Eight things the fox does that no dog should

DC·168 Deep Cuts
It lines its pounce up with magnetic north

It lines its pounce up with magnetic north

When a red fox hunts mice hidden under snow or grass, it almost always crouches and leaps toward the north-east, about 20 degrees clockwise of magnetic north. A three-year study of 84 wild foxes found that jumps in that direction killed on roughly 73 percent of tries, against just 18 percent for pounces aimed elsewhere. It may be using Earth's magnetic field like a range-finder to judge distance to prey it cannot see.
One kind of fox climbs trees like a cat

One kind of fox climbs trees like a cat

The grey fox of the Americas is one of only two members of the dog family that regularly climbs trees. Its wrists rotate and its front claws are hooked and partly retractable, so it can shin up a bare trunk, climb over 15 metres high to rest or escape, then back down again like a house cat. Most dogs cannot rotate their forelimbs this way at all.
Its coat beats every other mammal's for warmth

Its coat beats every other mammal's for warmth

The Arctic fox wears the most insulating fur of any mammal measured. It does not even begin to shiver until the air drops to about minus 70 degrees Celsius, and its lower critical temperature, the point where it must burn extra energy to stay warm, sits below minus 40. Its winter coat grows so dense it can nearly double in thickness from summer.
The smallest fox wears its radiator on its head

The smallest fox wears its radiator on its head

The fennec fox of the Sahara is the smallest member of the dog family, weighing barely a kilogram, yet its ears can be 15 centimetres tall. Threaded with blood vessels, those huge ears dump body heat into the desert air like radiators, and they also catch the faint sounds of insects and prey moving beneath the sand.
No wild meat-eater roams more of the planet

No wild meat-eater roams more of the planet

The red fox is the most widely distributed wild carnivore on Earth.
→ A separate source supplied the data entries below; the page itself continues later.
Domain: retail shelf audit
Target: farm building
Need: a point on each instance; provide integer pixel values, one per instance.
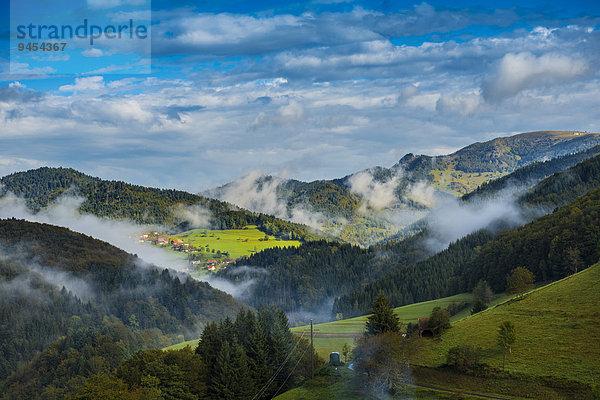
(424, 329)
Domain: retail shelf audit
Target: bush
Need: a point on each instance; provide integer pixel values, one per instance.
(463, 358)
(439, 321)
(478, 307)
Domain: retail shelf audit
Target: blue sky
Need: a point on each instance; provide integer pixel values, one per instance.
(305, 90)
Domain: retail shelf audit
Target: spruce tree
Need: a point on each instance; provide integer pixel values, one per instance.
(383, 318)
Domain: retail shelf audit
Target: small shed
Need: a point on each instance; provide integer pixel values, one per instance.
(424, 329)
(334, 359)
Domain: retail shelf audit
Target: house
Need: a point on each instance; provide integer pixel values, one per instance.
(424, 329)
It lives across nearly the whole northern hemisphere, from North America through Europe and Asia into North Africa, and people carried it to Australia in the 1800s, where it spread across the continent. No other wild land predator covers so much ground.
A spot on its tail smells of violets

A spot on its tail smells of violets

On the upper side of a fox's tail, about a third of the way from the body, sits a small oval gland marked by a patch of dark fur. In the red fox it is only about 25 millimetres long, yet it gives off a scent of violets. The smell comes from apocarotenoid molecules, the same class of aroma compounds that flowers use to perfume the air.
One fox eats over a million termites a year

One fox eats over a million termites a year

The bat-eared fox of Africa is the only member of the dog family that lives almost entirely on insects. Harvester termites make up 80 to 90 percent of its diet, and a single fox can eat around 1.2 million of them in a year. Its outsized ears pinpoint larvae moving underground, and a special jaw muscle lets it chomp about five times a second.
It's a dog with a cat's eyes

It's a dog with a cat's eyes

Almost every dog has round pupils, but the red fox has vertical slits like a cat's. A slit can clamp down far tighter than a circle, letting the fox hunt across the glare of midday and the gloom of night with the same eyes. It pairs them with partly retractable claws and a low, cat-like stalk that ends in a high pouncing leap.